3. Results and Discussion
3.1. Sensing Probe Optimization
In order to achieve high-quality temperature sensing, the RhB concentration is optimized. RhB solutions with different concentrations of 0.1 g/L, 0.3 g/L, 0.5 g/L, 0.75 g/L, 1 g/L, 1.5 g/L and 2 g/L are prepared and filled into steel capillaries to fabricate sensing probes. Figure 4a shows the fluorescence images measured at room temperature using the smartphone-based optical fiber temperature sensing system combined with these sensing probes. The R, G, and G/R values corresponding to various RhB concentrations in sensing probes are calculated, as revealed in Figure 4b. It demonstrates that as the RhB concentration increases from 0.1 g/L to 0.3 g/L, both the R and G values increase, and reduce as the RhB concentration increases further. This is mostly because the additional RhB molecules result in an increase in the fluorescence yield at low concentration, which raises fluorescence intensity; meanwhile, more RhB molecules generate aggregation, which decreases the fluorescence intensity [26,27]. Additionally, Figure 4b reveals that the G/R value also increases first and then decreases with the increasing RhB concentration. Since the higher G/R has bigger changes with temperature changes, which makes the sensor have higher sensitivity, the optimal RhB concentration is selected as 0.3 g/L.
3.2. Sensor Calibration
In order to verify that the proposed sensor has the ability to quantitatively measure the temperature, the G/R-temperature relations are calibrated in the liquid, solid and gas sensing environments. Liquid environmental calibration is conducted in a water bath, solid environmental calibration is conducted on a constant temperature heating platform (STC803, Germay, China) and gas environmental calibration is conducted in a constant temperature drying oven (DGG-9030B, Senxin, China). The temperature sensing range in all these calibrations is 30 °C to 70 °C with the interval of 4 °C, accounting for the characteristic of RhB. Temperatures are adjusted by different heating devices and measured by extra thermometers. The G/R values under different temperatures are measured by the sensor, and each temperature data is repeated 3 times using different sensing probes. Figure 5a–c plot the G/R-temperature relations for the liquid, solid and gas environments, respectively. As can be observed, all the G/R values are linearly corrected with temperature under various sensing environment conditions, indicating that RhB has the potential to be used for temperature sensing. It is worth noting that all these G/R-temperature relationships are very close, which means that the sensor can be used in all the liquid, solid and gas sample temperature measurements, while only relying on one unified G/R-temperature relation. In order to obtain the unified G/R-temperature relation, it is calibrated according to all the data in Figure 5a–c. As shown in Figure 5d, the sensitivity of sensor is 0.00259/°C. The fitted G/R-temperature relation is used for the quantitative temperature measurement in performance verification and practical applications.

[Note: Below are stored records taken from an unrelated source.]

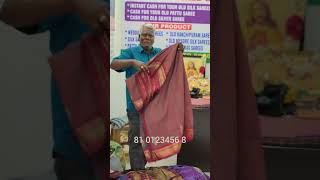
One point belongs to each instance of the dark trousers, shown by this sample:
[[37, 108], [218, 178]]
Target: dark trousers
[[137, 158], [66, 169]]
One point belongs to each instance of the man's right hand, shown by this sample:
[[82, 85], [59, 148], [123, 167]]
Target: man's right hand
[[140, 66], [94, 14]]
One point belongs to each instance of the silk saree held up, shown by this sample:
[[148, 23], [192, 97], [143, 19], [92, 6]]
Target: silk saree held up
[[163, 101]]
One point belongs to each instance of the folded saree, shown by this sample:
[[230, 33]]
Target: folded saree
[[81, 72], [163, 101]]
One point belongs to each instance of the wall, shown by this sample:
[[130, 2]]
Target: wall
[[25, 131]]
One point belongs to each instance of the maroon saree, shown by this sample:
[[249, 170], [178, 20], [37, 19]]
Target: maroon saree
[[162, 98], [81, 72]]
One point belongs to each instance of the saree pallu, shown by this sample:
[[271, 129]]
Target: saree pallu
[[81, 72], [163, 101]]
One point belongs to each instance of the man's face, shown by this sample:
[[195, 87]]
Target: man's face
[[146, 38]]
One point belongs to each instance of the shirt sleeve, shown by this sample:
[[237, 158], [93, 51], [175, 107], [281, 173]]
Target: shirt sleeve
[[125, 54]]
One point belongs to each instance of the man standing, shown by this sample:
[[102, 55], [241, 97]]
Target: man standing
[[132, 60], [67, 21]]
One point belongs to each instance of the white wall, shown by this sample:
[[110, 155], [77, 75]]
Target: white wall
[[26, 126], [25, 130]]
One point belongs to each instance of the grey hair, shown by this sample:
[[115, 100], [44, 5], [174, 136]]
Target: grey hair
[[147, 26]]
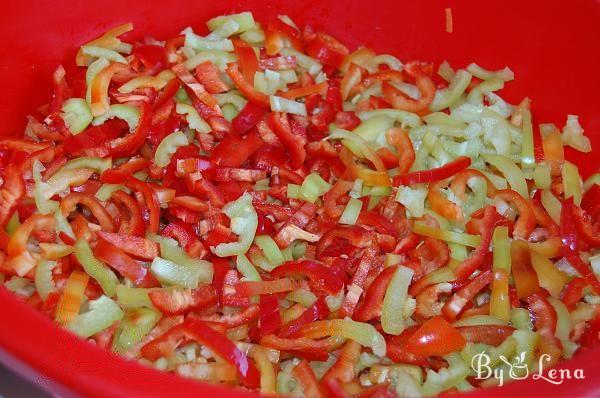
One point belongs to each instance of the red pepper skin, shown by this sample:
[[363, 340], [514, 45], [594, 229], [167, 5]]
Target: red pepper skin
[[457, 302], [307, 379], [573, 292], [268, 156], [248, 117], [321, 277], [346, 120], [246, 87], [165, 344], [543, 312], [118, 177], [13, 188], [343, 370], [208, 75], [591, 335], [167, 93], [570, 248], [591, 201], [587, 230], [135, 225], [128, 145], [524, 276], [477, 256], [432, 175], [280, 124], [185, 235], [138, 247], [436, 337], [269, 320], [94, 136], [315, 312], [370, 307], [378, 391], [486, 334], [125, 265], [234, 150], [327, 49], [225, 349], [301, 347], [182, 301], [151, 56]]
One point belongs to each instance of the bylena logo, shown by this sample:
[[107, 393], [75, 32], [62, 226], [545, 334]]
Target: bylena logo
[[518, 369]]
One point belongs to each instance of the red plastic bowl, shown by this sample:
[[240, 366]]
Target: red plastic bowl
[[551, 46]]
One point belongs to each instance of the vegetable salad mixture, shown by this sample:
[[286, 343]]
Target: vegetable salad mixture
[[261, 207]]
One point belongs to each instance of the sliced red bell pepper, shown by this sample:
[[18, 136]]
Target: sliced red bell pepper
[[208, 74], [135, 224], [334, 97], [269, 320], [247, 118], [72, 200], [370, 307], [587, 230], [135, 246], [117, 259], [573, 292], [356, 235], [13, 188], [234, 150], [436, 337], [129, 144], [280, 124], [278, 63], [225, 349], [151, 56], [570, 248], [321, 277], [196, 88], [150, 199], [246, 87], [302, 347], [454, 306], [278, 33], [591, 201], [165, 344], [251, 288], [182, 301], [327, 49], [307, 379], [524, 276], [229, 321], [346, 120], [401, 101], [544, 314], [318, 311], [437, 174], [527, 221], [591, 335], [94, 136], [477, 256], [186, 236], [167, 93], [304, 91], [486, 334], [344, 369]]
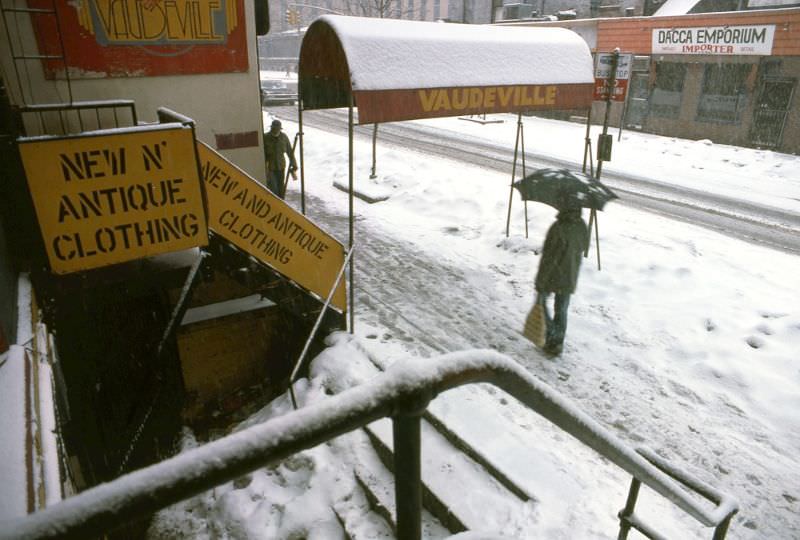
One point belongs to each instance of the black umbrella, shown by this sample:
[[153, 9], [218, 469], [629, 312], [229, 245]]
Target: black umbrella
[[562, 189]]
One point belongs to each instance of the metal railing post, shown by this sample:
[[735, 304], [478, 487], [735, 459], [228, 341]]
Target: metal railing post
[[625, 513], [408, 483]]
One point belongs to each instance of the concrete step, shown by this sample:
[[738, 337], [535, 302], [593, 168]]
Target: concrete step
[[377, 483], [456, 489]]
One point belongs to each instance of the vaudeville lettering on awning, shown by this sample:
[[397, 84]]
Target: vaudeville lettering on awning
[[403, 70]]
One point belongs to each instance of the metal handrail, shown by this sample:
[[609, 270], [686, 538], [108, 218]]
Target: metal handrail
[[402, 392]]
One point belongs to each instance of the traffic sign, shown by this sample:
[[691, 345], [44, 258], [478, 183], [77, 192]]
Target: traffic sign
[[602, 73]]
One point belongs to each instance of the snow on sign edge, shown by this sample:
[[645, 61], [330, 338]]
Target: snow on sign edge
[[385, 54]]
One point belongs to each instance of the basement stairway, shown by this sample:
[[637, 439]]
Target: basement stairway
[[463, 488]]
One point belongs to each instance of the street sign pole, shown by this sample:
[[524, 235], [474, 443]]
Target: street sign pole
[[609, 91], [604, 152]]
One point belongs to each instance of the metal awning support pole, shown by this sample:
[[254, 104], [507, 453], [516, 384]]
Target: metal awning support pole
[[350, 201], [513, 174], [522, 149], [302, 156], [373, 172], [610, 87], [316, 327], [587, 145]]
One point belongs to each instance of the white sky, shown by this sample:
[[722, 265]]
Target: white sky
[[686, 341]]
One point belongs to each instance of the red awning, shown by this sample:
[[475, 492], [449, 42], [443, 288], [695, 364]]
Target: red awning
[[404, 70]]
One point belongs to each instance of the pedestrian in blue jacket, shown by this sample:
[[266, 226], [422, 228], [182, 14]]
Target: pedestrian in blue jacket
[[559, 265]]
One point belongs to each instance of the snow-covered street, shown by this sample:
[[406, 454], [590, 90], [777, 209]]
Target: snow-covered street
[[686, 341]]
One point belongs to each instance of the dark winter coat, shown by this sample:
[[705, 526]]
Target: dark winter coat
[[274, 148], [563, 250]]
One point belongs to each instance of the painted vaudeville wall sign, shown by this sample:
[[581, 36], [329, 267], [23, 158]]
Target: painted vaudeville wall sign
[[135, 38], [111, 198]]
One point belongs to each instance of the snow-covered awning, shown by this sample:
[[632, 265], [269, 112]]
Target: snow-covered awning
[[402, 70]]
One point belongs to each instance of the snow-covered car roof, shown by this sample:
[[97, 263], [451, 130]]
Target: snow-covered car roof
[[388, 65]]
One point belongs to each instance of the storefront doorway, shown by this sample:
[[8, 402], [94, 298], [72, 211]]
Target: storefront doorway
[[769, 117], [638, 101]]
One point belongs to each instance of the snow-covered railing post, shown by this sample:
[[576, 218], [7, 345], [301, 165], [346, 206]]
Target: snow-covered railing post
[[407, 467]]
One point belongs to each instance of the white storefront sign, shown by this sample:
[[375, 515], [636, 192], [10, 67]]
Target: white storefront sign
[[723, 40]]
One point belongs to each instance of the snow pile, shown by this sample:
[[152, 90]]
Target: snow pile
[[393, 54], [296, 498]]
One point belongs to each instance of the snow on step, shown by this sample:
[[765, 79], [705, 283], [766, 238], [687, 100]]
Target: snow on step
[[553, 468], [475, 498], [378, 484]]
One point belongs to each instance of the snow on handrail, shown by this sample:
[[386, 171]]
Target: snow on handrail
[[413, 381]]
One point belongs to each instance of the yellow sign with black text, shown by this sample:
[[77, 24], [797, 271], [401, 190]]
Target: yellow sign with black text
[[256, 221], [110, 198]]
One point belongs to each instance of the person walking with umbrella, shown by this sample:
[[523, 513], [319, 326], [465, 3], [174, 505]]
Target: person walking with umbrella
[[559, 266], [564, 246]]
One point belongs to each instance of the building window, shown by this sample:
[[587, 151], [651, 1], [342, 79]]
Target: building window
[[666, 98], [724, 93]]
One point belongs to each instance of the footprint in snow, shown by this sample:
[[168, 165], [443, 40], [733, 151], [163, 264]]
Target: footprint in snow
[[756, 342]]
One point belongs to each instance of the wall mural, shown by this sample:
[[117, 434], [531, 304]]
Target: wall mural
[[140, 38]]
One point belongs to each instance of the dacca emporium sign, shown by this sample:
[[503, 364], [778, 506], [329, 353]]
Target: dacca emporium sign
[[720, 40]]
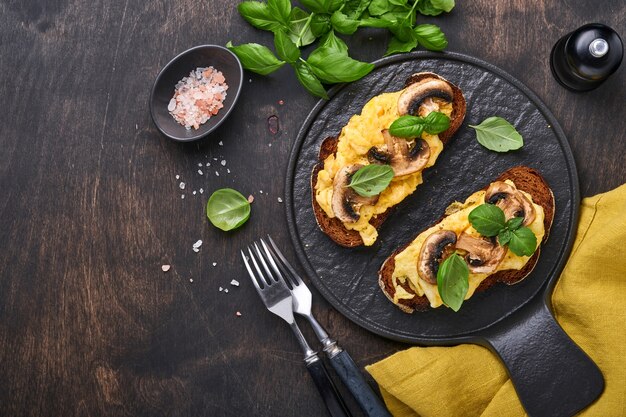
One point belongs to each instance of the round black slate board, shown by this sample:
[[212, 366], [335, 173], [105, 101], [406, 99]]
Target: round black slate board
[[347, 278]]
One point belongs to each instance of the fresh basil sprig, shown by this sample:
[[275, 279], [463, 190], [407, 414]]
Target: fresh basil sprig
[[453, 281], [496, 134], [371, 180], [489, 220], [227, 209], [329, 63], [413, 126]]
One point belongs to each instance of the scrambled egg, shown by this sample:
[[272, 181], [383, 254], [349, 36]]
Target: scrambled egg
[[456, 220], [357, 137]]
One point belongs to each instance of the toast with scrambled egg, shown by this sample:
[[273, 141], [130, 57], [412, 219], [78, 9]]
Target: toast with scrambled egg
[[406, 277], [351, 220]]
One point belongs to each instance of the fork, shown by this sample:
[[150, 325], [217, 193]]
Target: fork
[[277, 298], [339, 358]]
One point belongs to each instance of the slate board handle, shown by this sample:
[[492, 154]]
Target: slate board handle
[[553, 377], [352, 378], [334, 404]]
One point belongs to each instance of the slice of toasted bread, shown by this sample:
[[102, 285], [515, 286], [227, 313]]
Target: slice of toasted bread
[[525, 179], [333, 227]]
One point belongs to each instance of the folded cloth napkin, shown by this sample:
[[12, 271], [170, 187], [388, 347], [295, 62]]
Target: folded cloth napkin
[[589, 302]]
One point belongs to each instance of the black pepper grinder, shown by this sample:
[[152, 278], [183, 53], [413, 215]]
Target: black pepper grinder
[[584, 58]]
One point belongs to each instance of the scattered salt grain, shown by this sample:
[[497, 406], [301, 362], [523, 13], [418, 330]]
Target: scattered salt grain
[[198, 97]]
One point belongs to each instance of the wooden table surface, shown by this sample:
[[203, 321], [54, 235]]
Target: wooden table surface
[[90, 207]]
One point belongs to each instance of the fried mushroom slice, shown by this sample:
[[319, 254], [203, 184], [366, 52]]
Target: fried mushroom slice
[[345, 201], [435, 249], [483, 254], [511, 200], [422, 93], [404, 157]]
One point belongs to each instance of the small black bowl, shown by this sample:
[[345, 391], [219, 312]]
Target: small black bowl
[[163, 89]]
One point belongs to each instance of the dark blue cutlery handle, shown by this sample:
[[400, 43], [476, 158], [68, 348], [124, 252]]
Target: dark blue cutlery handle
[[352, 378], [327, 389]]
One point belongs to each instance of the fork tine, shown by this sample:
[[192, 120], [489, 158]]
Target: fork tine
[[259, 271], [294, 275], [252, 276], [276, 266]]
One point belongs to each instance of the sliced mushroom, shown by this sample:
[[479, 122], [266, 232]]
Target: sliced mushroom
[[511, 200], [404, 157], [345, 201], [415, 95], [483, 254], [435, 249]]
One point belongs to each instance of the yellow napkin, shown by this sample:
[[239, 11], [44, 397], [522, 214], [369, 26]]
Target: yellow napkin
[[590, 304]]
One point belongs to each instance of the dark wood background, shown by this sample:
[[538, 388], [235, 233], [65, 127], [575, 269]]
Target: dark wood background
[[90, 208]]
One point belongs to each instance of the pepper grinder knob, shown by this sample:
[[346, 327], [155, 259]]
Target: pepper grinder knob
[[586, 57]]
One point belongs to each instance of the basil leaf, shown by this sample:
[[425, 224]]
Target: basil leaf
[[403, 31], [379, 7], [332, 66], [504, 237], [227, 209], [397, 46], [258, 15], [371, 180], [256, 58], [445, 5], [355, 8], [487, 219], [285, 48], [343, 24], [280, 9], [523, 242], [431, 37], [309, 80], [316, 6], [514, 223], [496, 134], [320, 24], [453, 281], [300, 29], [413, 126], [331, 40]]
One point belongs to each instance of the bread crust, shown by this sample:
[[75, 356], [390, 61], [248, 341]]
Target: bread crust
[[333, 227], [525, 179]]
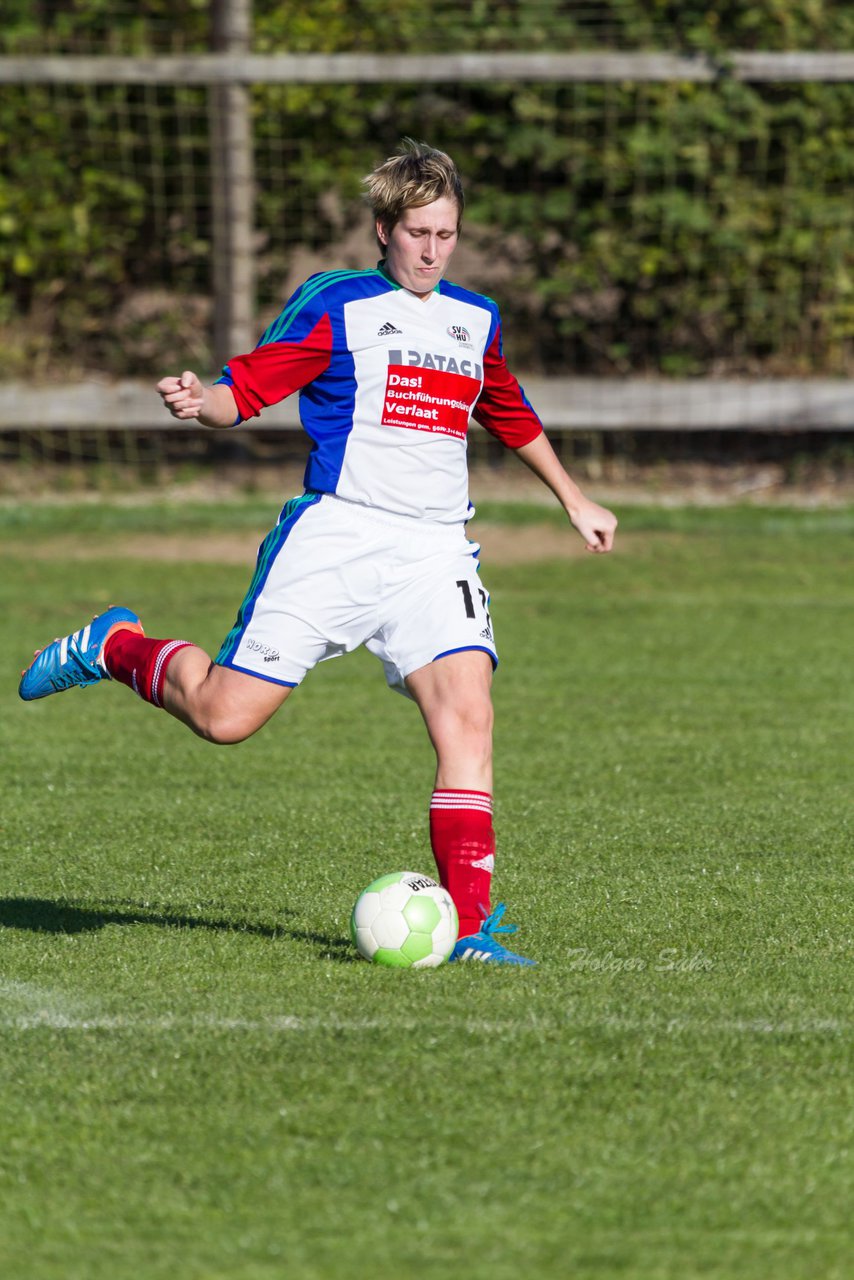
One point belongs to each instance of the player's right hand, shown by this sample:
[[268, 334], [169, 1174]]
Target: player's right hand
[[183, 396]]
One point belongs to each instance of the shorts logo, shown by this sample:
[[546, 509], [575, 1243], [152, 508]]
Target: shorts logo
[[270, 654]]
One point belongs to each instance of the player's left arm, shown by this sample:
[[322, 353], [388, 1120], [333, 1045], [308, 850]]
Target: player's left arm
[[506, 412], [596, 524]]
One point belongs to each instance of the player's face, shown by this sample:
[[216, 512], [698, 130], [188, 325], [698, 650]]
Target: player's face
[[419, 246]]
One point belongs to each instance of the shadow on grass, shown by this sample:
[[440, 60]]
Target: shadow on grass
[[44, 915]]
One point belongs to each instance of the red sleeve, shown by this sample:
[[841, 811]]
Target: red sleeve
[[277, 369], [502, 407]]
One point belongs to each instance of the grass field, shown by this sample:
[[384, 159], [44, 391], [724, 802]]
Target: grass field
[[200, 1079]]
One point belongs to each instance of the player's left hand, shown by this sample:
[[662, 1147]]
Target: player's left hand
[[596, 524]]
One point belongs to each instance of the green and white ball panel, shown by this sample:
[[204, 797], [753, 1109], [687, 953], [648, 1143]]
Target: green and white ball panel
[[405, 920]]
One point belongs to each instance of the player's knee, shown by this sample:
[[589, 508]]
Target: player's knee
[[223, 728], [467, 725]]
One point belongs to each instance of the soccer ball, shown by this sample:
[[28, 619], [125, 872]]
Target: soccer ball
[[405, 920]]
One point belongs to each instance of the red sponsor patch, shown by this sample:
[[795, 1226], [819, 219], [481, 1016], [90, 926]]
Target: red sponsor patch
[[429, 400]]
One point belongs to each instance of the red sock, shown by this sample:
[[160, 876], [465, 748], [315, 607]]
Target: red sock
[[140, 662], [464, 846]]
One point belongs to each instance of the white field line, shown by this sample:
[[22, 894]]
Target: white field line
[[24, 1006], [284, 1024]]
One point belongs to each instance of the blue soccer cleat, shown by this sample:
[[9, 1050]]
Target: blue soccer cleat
[[483, 945], [77, 658]]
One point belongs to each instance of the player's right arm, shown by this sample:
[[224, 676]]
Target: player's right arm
[[293, 351], [186, 398]]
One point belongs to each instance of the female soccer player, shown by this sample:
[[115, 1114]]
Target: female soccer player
[[389, 364]]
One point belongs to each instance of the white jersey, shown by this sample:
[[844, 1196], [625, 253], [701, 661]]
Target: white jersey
[[388, 384]]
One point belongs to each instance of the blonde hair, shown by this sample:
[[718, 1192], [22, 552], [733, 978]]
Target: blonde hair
[[416, 176]]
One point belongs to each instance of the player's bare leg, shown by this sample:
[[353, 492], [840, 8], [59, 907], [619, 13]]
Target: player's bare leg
[[219, 704], [453, 696]]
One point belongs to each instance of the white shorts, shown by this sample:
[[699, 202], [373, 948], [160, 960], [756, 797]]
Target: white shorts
[[334, 575]]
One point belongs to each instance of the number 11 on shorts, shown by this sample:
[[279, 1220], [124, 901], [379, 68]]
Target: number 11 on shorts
[[469, 602]]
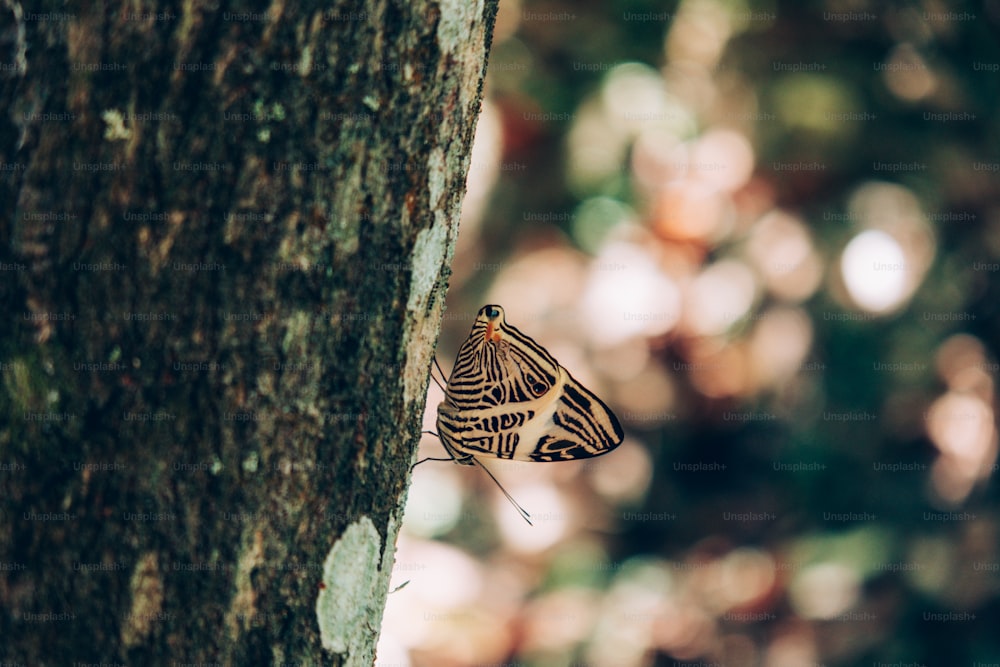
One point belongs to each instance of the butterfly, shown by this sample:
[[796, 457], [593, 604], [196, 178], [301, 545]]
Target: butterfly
[[508, 398]]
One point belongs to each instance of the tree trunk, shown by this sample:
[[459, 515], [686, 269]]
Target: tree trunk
[[223, 241]]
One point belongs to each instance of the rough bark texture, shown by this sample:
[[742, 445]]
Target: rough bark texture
[[223, 240]]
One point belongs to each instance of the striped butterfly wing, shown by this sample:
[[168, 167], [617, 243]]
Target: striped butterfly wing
[[508, 398]]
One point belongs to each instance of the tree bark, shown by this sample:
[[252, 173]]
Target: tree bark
[[223, 241]]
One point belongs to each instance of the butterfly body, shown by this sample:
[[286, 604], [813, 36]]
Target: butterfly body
[[508, 398]]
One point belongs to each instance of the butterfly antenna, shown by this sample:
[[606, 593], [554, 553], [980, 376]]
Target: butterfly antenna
[[520, 510]]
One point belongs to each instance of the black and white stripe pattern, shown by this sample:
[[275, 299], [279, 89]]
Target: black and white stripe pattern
[[508, 398]]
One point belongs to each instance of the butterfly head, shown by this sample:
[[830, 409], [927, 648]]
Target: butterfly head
[[492, 317]]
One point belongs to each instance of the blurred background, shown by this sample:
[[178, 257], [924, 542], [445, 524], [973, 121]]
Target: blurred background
[[768, 236]]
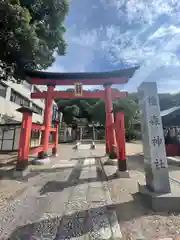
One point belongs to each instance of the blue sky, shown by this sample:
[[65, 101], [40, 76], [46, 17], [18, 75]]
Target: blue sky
[[105, 35]]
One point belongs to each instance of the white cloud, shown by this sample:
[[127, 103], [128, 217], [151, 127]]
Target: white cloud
[[136, 46], [141, 11]]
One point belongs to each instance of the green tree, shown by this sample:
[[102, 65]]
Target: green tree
[[31, 32]]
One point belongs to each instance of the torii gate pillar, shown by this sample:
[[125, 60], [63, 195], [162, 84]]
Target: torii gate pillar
[[110, 131], [47, 121]]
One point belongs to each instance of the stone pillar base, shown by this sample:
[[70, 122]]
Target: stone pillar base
[[122, 165], [122, 174], [54, 152], [167, 202], [21, 169], [42, 155], [112, 162], [42, 161]]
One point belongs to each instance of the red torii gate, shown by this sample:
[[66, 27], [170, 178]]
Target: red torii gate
[[106, 79]]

3.3. Sensor Performance Verification
The performance of the sensor needs to be verified after completing the calibration, which mainly includes the verification of the accuracy, stability, repeatability and conservation time of the sensor. First, the accuracy of the sensor is tested via measuring temperatures under different sensing environmental conditions. The detected temperatures are within the quantitative temperature sensing range, but different from those used for calibration. Each temperature data is repeated 3 times using three sensing probes. Figure 6a shows that the measured results using the sensor are highly consistent with those obtained by thermometer, which proves that the sensor can measure the temperature in high accuracy. Next, the stability of the sensor is tested by respectively placing three sensing probes in the water bath at 40 °C, 50 °C and 60 °C. The result is recorded every 4 min. As shown in Figure 6b, the measurement result of the sensor can be stable for at least 60 min, which proves that the sensor has a good stability. Furthermore, to test the repeatability and response time of the sensor, the single sensing probe is alternately immersed in two water baths with temperatures of 40 °C and 60 °C. The time interval between two measurements is 1 s. The result in Figure 6c exhibits the good repeatability of the sensor in continuous measurements as well as the fast response time of less than 1 s. Finally, the conservation time of the sensor is tested by immersing the sensing probe conserved at 4 °C for 1, 2 and 3 months into various water baths at 30 °C, 46 °C, 54 °C and 70 °C. The result is shown in Figure 6d. It can be observed that the sensor can still work well in temperature detection after being conserved at 4 °C for 3 months. The above experiments demonstrate that the sensor has good accuracy, stability, repeatability and can be conserved at 4 °C for at least 3 months, which proves that the sensor has an excellent performance in temperature measurement. Furthermore, comparisons of the error bars of the sensor performance verification with the thermometer reveals that the calculation error is within 0.5 °C, indicating that the temperature resolution is 0.5 °C.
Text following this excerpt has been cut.